For now, though, let’s focus on how DDR5 builds on its predecessor. DDR4 is a versatile standard that officially comes in seven varieties, dubbed DDR4-1600, 1866, 2133, 2400, 2666, 2933, and 3200. You might assume that the numbers indicate the speed at which the different variants run, and that’s basically right—although since DDR transfers data at twice the speed of the internal clock, a DDR-1600 module actually runs at 800MHz, and so forth.
Take a look at DDR5 options and you’ll see that they start at DDR5-4800 and go all the way up to DDR5-7200. That’s an enormous increase, with the top frequencies more than doubling—but that doesn’t necessarily mean that DDR5 RAM will run twice as quickly.

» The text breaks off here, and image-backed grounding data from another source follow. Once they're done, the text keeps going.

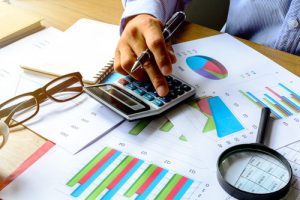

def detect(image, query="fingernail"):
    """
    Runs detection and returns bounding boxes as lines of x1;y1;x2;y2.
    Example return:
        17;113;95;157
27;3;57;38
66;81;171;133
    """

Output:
161;65;172;75
169;49;175;56
169;51;177;63
156;85;167;96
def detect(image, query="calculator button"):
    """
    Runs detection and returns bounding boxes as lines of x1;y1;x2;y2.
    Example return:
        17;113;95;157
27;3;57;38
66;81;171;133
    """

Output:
166;76;173;82
134;88;146;96
167;82;175;90
125;76;134;82
168;91;178;99
144;84;155;92
175;88;184;95
149;91;159;97
118;78;129;86
180;84;191;92
143;93;154;101
152;99;164;107
159;96;172;103
126;83;137;90
133;81;143;87
173;79;182;86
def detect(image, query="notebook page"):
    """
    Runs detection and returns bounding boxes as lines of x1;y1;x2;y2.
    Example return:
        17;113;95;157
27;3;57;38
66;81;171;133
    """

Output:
21;18;120;84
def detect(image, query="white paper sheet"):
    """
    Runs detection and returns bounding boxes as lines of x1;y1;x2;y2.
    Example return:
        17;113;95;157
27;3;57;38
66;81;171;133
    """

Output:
0;27;124;154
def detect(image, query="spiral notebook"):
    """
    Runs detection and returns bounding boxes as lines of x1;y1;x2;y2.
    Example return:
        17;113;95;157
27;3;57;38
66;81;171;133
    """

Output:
21;18;120;84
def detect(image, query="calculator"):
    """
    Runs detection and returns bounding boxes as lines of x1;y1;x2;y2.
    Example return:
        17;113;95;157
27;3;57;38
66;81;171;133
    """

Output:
84;75;196;120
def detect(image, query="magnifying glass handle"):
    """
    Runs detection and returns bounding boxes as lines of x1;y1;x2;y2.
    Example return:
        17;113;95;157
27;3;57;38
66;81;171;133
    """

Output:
256;107;271;144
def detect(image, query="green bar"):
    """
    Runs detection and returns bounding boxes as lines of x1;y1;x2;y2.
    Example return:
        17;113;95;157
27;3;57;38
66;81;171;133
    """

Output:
124;164;157;198
188;101;200;110
202;115;215;133
159;120;174;132
179;134;188;142
67;147;111;187
155;174;182;200
129;119;152;135
86;156;134;200
239;90;261;109
263;98;287;117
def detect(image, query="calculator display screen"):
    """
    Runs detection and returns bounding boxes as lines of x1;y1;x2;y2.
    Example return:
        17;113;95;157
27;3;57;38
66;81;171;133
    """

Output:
84;84;150;116
106;88;137;106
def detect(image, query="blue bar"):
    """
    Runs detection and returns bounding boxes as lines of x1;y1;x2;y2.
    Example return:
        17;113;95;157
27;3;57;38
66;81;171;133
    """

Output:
264;94;293;116
174;179;193;200
101;160;144;199
246;92;268;107
279;83;300;99
135;169;168;200
71;151;122;197
247;92;282;119
208;96;244;138
282;96;300;110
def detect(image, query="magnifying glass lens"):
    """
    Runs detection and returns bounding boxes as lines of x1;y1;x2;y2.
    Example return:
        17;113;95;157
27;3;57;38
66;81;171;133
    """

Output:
219;150;290;194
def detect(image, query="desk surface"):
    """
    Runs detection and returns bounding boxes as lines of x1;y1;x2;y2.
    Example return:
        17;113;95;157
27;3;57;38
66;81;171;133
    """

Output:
1;0;300;183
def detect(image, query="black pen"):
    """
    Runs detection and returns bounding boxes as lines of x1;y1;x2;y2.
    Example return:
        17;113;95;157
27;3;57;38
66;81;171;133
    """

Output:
256;107;271;144
130;11;186;73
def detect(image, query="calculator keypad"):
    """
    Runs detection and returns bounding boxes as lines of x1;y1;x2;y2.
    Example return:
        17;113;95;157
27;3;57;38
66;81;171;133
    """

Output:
117;76;191;107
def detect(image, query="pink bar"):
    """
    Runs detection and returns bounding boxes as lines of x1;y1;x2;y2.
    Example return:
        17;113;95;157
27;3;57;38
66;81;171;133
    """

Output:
265;87;300;111
0;141;55;190
79;149;117;184
266;87;282;99
107;158;139;189
137;167;163;194
292;94;300;103
166;177;188;200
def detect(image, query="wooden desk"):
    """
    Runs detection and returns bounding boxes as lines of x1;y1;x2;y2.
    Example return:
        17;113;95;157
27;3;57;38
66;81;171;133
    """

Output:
1;0;300;183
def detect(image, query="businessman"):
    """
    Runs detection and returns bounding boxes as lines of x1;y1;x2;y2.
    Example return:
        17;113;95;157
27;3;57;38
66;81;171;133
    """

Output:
114;0;300;96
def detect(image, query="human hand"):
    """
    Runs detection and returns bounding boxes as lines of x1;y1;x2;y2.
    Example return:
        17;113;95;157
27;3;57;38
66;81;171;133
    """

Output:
114;14;177;96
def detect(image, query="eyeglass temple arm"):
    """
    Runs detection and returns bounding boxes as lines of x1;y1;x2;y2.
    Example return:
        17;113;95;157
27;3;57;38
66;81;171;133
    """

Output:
3;98;37;125
0;77;82;119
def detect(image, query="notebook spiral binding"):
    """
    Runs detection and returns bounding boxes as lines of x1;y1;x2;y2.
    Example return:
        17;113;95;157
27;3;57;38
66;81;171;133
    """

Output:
93;58;115;83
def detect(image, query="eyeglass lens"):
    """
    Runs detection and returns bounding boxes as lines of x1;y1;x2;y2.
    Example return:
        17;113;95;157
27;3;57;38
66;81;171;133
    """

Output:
46;75;83;101
0;94;38;127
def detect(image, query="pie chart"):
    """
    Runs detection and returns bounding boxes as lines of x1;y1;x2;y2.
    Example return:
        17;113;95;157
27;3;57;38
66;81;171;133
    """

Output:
186;55;228;80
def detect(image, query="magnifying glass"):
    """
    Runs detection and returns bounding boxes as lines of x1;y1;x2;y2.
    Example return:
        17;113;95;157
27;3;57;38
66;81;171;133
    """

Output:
217;107;293;200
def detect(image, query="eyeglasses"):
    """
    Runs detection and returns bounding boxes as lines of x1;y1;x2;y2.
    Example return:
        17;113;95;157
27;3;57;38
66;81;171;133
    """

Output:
0;72;84;148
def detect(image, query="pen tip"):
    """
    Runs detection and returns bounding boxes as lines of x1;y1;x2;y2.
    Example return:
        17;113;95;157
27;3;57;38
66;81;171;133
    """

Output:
131;62;141;73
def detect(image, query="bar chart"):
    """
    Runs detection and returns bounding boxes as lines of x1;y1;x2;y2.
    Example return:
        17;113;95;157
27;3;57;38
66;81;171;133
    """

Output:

DDR5 memory is now common in many modern computers.
THE SECRET OF LATENCY
The chips in a RAM module are fast, but they aren’t capable of reading or writing a full 64-bit chunk of data every clock cycle. If you look at the specifications of modern DIMMs, you’ll see that each one has a specified set of timings that indicate how many clock cycles it actually takes to store and fetch data. These are normally written as a series of four numbers, say 16-20-20-34.

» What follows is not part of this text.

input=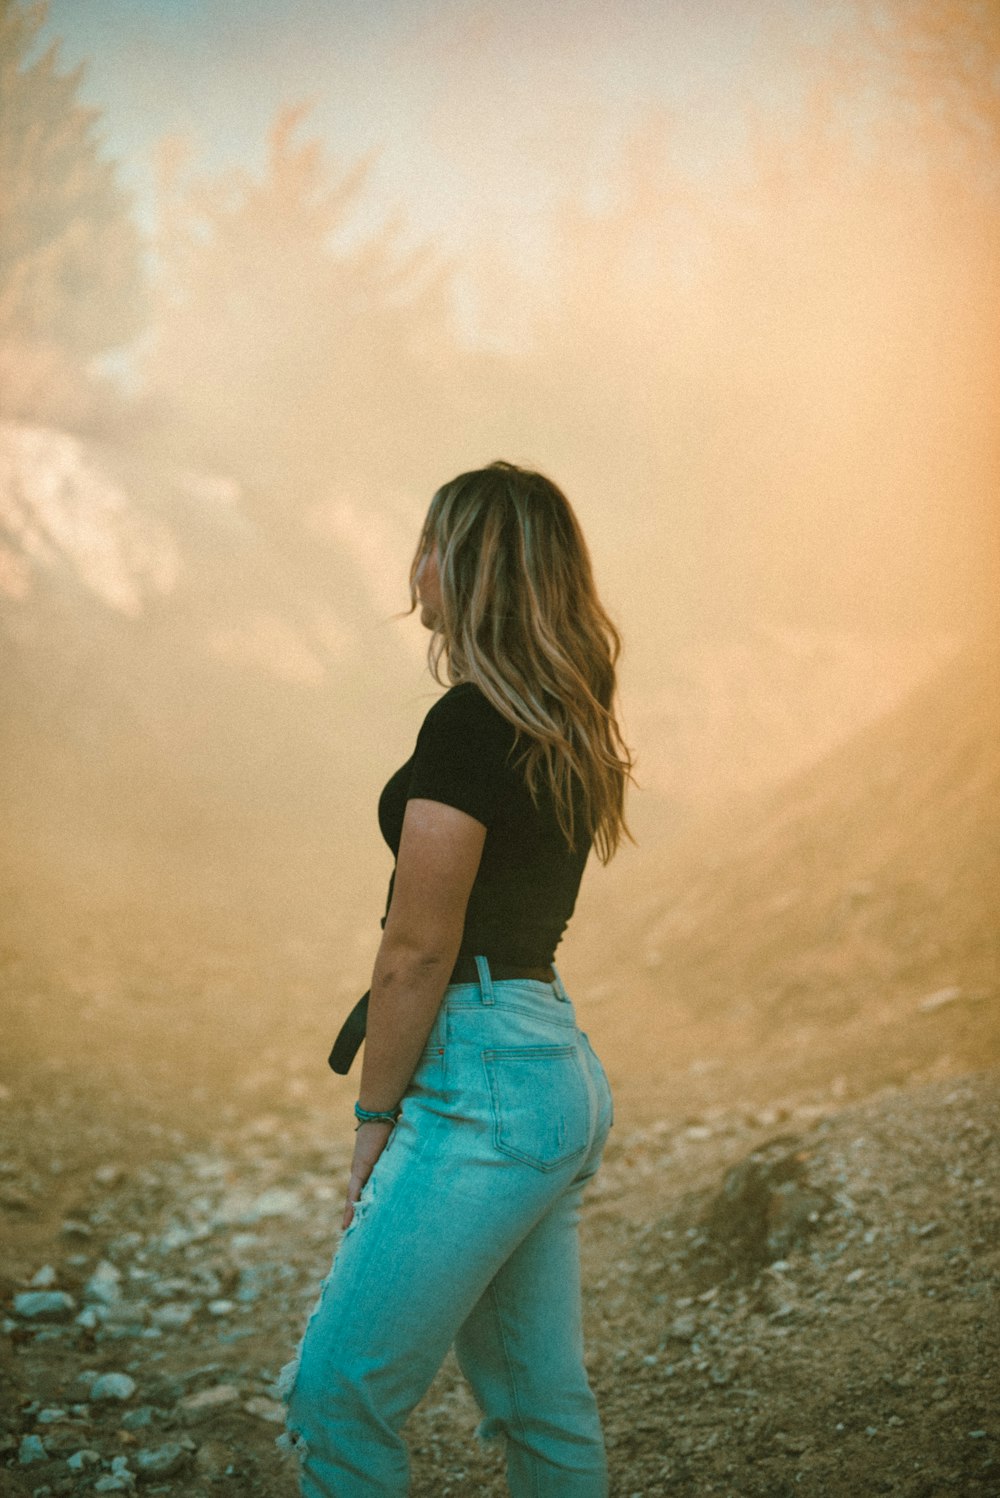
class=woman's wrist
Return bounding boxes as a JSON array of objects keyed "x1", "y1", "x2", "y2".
[{"x1": 354, "y1": 1101, "x2": 402, "y2": 1128}]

To make sense of these numbers, you need to know that RAM is arranged as a virtual grid: the latter three numbers tell you how many clock cycles it takes to select a specific ‘row’ of memory for reading, and the first one tells you how many cycles it will then take to retrieve data from the desired ‘column’.
This initial value is called CAS latency, which stands for ‘column address strobe’ and, along with the clock frequency, it’s normally the most significant factor in determining the relative speed of a RAM module. That’s because most RAM operations involve reading a series of values from consecutive columns within a row, so the overhead of row selection comes up relatively infrequently, whereas CAS latency applies to every value that’s accessed. Therefore, a DDR4-3200 module with the timings above would be able to provide one chunk of data every 16 clock cycles; since the clock runs at 1.6GHz (double data rate, remember), that means it takes 10ns for the RAM module to complete a request for data from a specified location in an active row.